The finger knives were the thing that hooked us,
if you’ll pardon that obvious pun. We were so into
Freddy – a horror ghoul with no heart and soul of
his own, but he’d rip open that garish red and green
jersey to show you the swirling souls he stole.
Quite how they made Elm Street so user-friendly,
so watcher-ready, all music video hues and camp
comedy-horror tones, remains a marvel when you
ponder the character’s backstory. Child molester,
his mother – a nun – pack-raped by maniacs.
The monkeys were hitting the typewriter hard with
their swollen trophy-dicks that day. But we, erm,
ate it up. We bought the absurdity and drank it
down. And Freddy became not just a cult-hero but
a talk-show guest; there were rap songs about him.
I think I’ve always known there’s a white male
privilege to watching – and enjoying – horror movies.
Even when I believed in the jump-scares I knew it
wasn’t going to be me being chased to my car at night.
Is Freddy Krueger the ultimate example of white privilege?
He raped and murdered children, that was the line to
sell us the fear. Burned alive – but they still couldn’t
kill him. He comes back to stalk people in their most
psychologically vulnerable state.

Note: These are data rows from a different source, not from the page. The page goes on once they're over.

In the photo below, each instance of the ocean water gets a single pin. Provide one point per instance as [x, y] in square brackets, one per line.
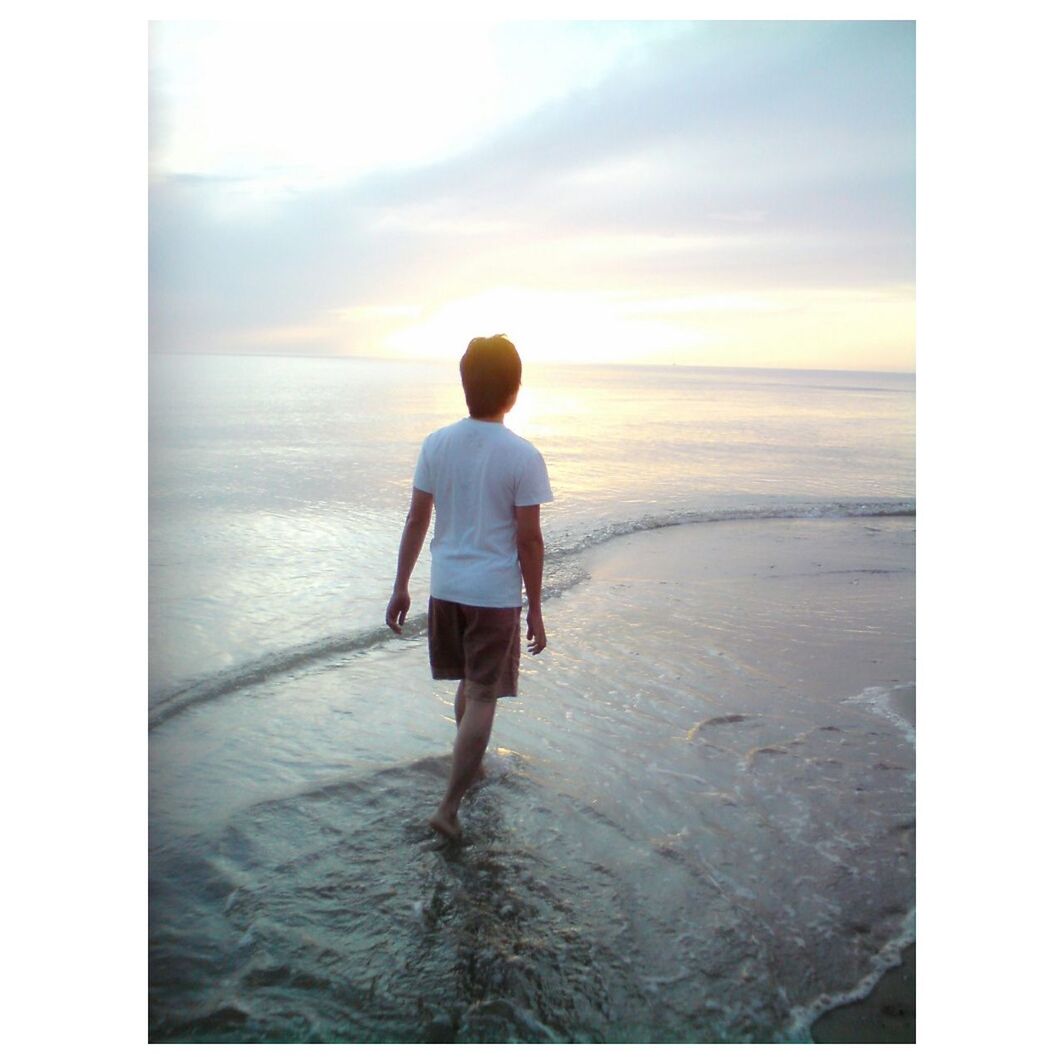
[698, 819]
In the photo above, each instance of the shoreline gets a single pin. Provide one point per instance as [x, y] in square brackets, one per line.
[886, 1014]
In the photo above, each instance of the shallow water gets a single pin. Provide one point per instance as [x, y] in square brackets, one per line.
[698, 821]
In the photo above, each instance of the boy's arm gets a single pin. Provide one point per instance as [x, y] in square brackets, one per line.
[414, 531]
[530, 554]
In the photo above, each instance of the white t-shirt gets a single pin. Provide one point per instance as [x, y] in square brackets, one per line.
[477, 472]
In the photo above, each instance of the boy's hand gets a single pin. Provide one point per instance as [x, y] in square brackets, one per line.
[536, 633]
[398, 605]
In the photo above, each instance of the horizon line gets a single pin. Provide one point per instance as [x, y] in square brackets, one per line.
[539, 362]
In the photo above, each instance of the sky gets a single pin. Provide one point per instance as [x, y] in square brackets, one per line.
[732, 194]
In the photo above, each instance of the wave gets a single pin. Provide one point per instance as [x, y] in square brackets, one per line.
[562, 572]
[820, 509]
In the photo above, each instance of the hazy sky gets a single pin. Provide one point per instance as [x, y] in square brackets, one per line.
[715, 193]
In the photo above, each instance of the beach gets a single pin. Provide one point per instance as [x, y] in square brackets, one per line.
[698, 819]
[697, 824]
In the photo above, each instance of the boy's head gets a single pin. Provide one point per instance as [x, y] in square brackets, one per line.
[491, 376]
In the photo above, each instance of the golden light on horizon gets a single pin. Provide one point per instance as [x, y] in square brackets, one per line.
[816, 328]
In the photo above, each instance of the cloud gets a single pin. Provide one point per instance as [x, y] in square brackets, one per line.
[727, 156]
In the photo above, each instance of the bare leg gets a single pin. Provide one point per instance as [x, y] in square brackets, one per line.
[469, 746]
[460, 703]
[459, 713]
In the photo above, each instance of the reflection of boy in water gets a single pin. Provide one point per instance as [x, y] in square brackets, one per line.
[486, 484]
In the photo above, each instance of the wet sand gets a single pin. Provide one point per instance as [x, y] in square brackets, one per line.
[888, 1014]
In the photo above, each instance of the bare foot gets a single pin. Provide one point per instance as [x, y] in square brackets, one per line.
[447, 826]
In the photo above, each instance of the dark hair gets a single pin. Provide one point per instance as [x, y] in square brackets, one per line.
[491, 375]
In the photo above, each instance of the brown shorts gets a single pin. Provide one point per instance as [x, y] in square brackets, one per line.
[479, 644]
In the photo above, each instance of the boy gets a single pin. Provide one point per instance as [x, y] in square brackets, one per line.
[486, 484]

And becomes a hero
in the mainstream as a result. That’s some privilege, yo!
He runs those finger knives down the corridors of too
many sequels and cannot get cancelled and has no shits
to give. He wise-cracks and oner-liners his way through
bad franchise management. He’s a boomer clipping tickets.
He’s McDonald’s using victim-complex to great advantage.
And I say all of this and could only write any of this
as a fan of it all. But I watch it like pro-wrestling, like
other horror films – like the 3D modelling of the world
finally burning. Like the privileged white male that
can shrug it all off. Add a chuckle. And sleep tight.